Typically, whenever a person is arrested, they are booked and their charges are read to them. Usually, at some later date, the defendant will be led to a hearing where a judge sets a bail.
Bail is the temporary release of an accused individual awaiting trial. According to federal law, defendants have a right to bail. However, if the judge deems the defendant to be a flight risk or a threat to the community, the judge may withhold bail, forcing the individual to remain incarcerated.
Many factors, including the defendant’s criminal record and the severity of the charges, are taken into consideration when determining which type of bail is to be set. The defendant’s lifestyle, as well as his or her responsibilities in society, are also considered. Depending on the details of the case, there are seven types of bail that a judge can grant.
1) Citation Release: A “cite out,” or citation release occurs whenever an officer issues a citation ordering the suspect to appear before a judge on a specific date. Typically, the citation is issued immediately after the defendant is arrested, resulting in little to no incarceration time.
This type of bail bond relies solely on the honesty of the defendant; however, failure to appear in court on the specified date results in a bench warrant being issued for the defendant’s arrest.
Citation releases are typically only granted for minor infractions, such as traffic violations and speeding tickets.
2) Recognizance Release: When a suspect is granted release on their own recognizance, no bail money is paid and no bond is posted. Instead, the accused promises, in writing, that he or she will appear in court for all upcoming proceedings.
Other conditions are often imposed when this type of bail is granted:
- The suspect may be prohibited from leaving the area while charges remain;
- The suspect may be required to occasionally contact the court until their case is resolved;
- The suspect must refrain from further criminal activity.
While no payment is collected upon the defendant’s release, the court does set a fee to be collected if the defendant does not show up on their appointed court date.
3) Cash Bail: Often referred to as a “cash only bail bond,” the court sets a dollar amount and requires the full amount of the bail to be paid in cash before the defendant can be released.
In cases where the defendant is deemed a flight risk, cash bails are typically ordered. Additionally, if the defendant has unpaid fines or fees from a previous case, the judge may opt to impose this type of bond. It may also be issued if the defendant has out-of-jurisdictional warrants.
If the defendant fails to appear in court on their scheduled date, they forfeit their cash bond. However, if the defendant does appear in court, their money is returned, although it is sometimes retained by the court and used to pay fines and court costs.
4) Surety Bond: If a defendant does not have the full bail amount, they may enter into an agreement with a third party who pays the bail and assumes the risk and obligation of the defendant.
In exchange for this service, the third party typically charges a nonrefundable fee of about 10% of the required bail amount.
Three parties are involved in this process:
- The obligee: One to whom another is obligated (typically the court)
- The principal: The primary party who will perform the contractual obligation (typically the defendant)
- The surety: One who assures the obligee that the principal can perform the task (typically the bail bondsman)
To protect his investment, the bondsman will take out a security against the defendant’s assets to cover the cost of bail.

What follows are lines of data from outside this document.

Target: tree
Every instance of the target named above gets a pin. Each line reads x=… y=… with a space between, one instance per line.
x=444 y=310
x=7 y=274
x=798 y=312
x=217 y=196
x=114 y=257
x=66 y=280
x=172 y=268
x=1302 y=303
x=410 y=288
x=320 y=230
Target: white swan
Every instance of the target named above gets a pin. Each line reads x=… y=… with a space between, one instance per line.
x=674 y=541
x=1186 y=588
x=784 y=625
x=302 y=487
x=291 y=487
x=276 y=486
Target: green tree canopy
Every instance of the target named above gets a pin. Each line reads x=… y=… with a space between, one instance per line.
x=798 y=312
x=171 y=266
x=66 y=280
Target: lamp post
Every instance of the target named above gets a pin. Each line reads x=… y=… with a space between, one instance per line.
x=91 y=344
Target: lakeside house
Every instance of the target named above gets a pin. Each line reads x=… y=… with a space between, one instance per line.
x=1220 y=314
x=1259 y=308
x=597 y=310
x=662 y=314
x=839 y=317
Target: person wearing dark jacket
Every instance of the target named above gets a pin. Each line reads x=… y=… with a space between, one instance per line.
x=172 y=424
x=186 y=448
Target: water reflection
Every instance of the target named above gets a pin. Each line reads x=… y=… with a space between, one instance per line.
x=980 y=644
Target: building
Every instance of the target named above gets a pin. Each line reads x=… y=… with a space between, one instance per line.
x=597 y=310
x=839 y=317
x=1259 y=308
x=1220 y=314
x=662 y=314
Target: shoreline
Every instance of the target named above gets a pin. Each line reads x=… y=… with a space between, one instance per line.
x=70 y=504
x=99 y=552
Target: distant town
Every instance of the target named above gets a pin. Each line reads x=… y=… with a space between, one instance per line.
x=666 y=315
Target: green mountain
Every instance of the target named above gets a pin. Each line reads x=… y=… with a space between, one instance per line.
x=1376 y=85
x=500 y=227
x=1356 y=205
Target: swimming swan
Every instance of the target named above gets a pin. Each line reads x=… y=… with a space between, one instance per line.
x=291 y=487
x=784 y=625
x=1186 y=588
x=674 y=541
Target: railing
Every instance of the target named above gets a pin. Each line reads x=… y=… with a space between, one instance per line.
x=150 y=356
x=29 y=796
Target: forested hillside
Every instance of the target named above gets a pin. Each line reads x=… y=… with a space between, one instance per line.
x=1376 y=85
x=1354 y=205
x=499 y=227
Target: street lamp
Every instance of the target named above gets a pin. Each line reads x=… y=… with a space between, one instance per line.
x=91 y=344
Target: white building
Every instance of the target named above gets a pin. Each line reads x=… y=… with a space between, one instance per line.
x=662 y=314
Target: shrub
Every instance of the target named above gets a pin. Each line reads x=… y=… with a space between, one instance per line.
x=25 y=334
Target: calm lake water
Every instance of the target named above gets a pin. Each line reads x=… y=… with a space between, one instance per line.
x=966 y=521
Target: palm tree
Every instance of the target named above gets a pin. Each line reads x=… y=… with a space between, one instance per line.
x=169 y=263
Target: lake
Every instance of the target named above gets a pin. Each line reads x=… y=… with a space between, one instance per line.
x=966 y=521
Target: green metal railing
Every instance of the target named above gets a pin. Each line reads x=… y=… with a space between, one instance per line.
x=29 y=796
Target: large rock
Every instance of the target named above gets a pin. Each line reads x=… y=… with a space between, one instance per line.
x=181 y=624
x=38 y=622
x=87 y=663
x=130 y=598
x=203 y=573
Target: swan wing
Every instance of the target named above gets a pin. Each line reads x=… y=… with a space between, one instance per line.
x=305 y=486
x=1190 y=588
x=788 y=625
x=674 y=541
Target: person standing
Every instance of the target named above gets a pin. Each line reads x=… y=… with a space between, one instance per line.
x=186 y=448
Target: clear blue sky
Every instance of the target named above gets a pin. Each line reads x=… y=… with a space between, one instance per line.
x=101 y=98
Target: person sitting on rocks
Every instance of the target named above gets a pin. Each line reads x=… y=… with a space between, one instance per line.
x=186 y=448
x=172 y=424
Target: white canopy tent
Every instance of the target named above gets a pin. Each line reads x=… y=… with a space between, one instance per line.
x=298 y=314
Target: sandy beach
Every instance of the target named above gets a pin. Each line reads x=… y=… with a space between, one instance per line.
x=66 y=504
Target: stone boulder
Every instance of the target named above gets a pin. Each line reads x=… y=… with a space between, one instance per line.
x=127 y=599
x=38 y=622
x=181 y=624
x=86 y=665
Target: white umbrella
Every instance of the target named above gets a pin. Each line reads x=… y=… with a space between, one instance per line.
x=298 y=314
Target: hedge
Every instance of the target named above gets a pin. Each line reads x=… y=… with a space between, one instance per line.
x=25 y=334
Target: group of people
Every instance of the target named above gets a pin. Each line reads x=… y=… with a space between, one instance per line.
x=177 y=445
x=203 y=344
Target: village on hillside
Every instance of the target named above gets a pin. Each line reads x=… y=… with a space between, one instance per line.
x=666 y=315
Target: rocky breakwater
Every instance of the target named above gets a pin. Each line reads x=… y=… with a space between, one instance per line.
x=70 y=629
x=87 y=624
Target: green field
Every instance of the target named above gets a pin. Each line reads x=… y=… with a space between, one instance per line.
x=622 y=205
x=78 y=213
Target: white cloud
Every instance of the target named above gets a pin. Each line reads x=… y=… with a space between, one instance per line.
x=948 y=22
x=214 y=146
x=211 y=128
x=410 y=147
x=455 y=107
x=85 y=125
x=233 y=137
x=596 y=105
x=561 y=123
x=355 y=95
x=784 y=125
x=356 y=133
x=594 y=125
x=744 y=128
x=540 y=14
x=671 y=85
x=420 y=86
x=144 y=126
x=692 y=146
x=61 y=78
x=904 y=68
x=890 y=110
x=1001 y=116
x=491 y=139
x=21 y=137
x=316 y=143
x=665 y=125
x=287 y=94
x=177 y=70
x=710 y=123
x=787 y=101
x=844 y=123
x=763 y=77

If the defendant does not have sufficient assets, the bondsman can take out securities against the assets of those willing to “cosign.”
5) Property Bond: In a property bond, property is used as collateral against the bail.

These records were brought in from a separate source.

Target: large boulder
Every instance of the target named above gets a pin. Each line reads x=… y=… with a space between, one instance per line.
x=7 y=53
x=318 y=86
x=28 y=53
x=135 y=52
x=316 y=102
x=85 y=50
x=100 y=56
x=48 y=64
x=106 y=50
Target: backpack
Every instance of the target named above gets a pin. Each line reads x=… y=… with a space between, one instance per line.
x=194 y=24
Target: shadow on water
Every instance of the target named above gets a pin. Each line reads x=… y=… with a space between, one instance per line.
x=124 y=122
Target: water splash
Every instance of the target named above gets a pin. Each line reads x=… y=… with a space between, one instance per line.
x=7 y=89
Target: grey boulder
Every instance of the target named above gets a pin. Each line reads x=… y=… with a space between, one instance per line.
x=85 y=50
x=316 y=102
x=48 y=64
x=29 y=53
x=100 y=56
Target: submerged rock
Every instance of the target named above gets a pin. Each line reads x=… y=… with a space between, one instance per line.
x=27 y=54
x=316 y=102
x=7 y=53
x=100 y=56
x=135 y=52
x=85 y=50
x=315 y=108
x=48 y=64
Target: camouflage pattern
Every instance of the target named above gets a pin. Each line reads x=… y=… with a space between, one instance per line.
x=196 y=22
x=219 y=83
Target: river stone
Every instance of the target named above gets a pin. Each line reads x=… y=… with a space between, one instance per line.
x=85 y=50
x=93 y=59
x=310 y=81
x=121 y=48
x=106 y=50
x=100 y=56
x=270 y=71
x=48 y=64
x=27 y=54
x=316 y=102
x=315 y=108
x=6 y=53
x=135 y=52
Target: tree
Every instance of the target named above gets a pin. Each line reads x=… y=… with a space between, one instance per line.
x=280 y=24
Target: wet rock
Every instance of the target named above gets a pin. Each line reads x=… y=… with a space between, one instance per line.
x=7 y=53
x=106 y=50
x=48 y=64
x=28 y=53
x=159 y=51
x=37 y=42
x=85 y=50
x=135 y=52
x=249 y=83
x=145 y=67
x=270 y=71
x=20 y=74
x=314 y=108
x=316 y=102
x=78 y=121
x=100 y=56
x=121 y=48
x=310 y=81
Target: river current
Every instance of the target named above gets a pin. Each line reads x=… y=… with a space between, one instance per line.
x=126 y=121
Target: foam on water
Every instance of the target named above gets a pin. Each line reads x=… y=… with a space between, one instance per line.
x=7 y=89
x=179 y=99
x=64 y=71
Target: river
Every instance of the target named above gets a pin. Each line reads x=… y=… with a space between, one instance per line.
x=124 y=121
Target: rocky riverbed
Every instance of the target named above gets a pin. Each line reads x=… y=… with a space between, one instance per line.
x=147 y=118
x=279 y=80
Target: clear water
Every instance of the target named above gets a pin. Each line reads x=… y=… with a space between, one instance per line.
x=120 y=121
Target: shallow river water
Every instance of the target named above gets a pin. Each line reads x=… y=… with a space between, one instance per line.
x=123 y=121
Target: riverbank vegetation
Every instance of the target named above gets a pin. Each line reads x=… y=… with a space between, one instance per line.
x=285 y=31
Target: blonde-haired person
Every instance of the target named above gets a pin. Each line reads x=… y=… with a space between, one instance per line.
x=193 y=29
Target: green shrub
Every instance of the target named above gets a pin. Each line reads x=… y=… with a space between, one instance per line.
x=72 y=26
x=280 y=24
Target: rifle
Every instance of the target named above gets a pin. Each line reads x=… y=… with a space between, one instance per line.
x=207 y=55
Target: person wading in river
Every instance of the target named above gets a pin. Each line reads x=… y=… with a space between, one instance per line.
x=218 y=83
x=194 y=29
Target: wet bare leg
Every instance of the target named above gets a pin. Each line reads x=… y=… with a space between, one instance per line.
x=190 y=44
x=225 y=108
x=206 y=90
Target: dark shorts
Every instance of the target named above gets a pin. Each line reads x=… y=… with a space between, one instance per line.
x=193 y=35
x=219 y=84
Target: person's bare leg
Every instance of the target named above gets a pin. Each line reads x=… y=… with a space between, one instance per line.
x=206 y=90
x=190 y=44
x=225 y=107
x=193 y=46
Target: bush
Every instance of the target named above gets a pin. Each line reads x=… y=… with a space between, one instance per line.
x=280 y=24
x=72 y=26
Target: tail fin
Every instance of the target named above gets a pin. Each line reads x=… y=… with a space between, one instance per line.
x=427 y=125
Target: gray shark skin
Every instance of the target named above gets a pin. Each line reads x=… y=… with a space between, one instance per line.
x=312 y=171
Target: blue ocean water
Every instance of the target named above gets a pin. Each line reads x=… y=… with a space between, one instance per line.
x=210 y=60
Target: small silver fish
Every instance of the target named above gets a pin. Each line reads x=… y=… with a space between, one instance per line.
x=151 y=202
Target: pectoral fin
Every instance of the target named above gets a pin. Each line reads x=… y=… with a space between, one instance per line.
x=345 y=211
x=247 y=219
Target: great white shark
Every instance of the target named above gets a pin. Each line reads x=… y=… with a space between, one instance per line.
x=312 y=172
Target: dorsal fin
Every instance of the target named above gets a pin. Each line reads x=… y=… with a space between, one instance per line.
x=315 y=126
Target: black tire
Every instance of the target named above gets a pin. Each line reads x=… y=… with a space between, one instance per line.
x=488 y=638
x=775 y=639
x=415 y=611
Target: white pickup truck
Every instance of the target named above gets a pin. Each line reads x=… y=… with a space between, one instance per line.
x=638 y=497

As long as the person putting up the bond owns the property, has full rights to the property, or is authorized to use the property for the bond, this type of bond may be granted.
The only requirement is that the property must appraise for at least twice the amount of the bail. If the defendant fails to appear, the court may institute foreclosure proceedings against the property in order to obtain the bail amount.
Federal Bail Bond
6) Federal Bail Bond: A federal bail bond is similar to a surety bond. However, a standard premium is typically charged for 15% of the total bail, and it must be paid up front.
This type of bond may only be applied to federal crimes that lie outside the jurisdiction of a state or local court.
When granted, the person bailing out the defendant is required to prove their assets to ensure that they will be able to repay the bail if the person fails to appear in court. This occurs during the nebbia hearing.
Immigration Bail Bond
7) Immigration Bail Bond: This type of bail bond is reserved for undocumented individuals or Green Card holders who have been detained by the US Department of Homeland Security’s Immigration and Customs Enforcement.
4 Types of Immigration Bonds
There are four kinds of immigration bonds:
- Delivery bonds are used to ensure that an individual will comply with a deportation order.
- Public safety bonds ascertain that the government will be reimbursed should the bonded undocumented individual accept any form of public assistance.
- Voluntary departure bonds occur whenever an illegal alien is granted voluntary departure to his or her country of origin. The bond ensures that the person returns in keeping with the conditions set forth in their court order.
- Order of supervision bonds help make certain that the defendant carries out all of the conditions of the order of supervision and that they surrender for removal.
The bond must travel through several federal offices to be processed, and therefore, the process for immigration bail bonds tends to be rather lengthy. It is also the most expensive of all seven bail bonds.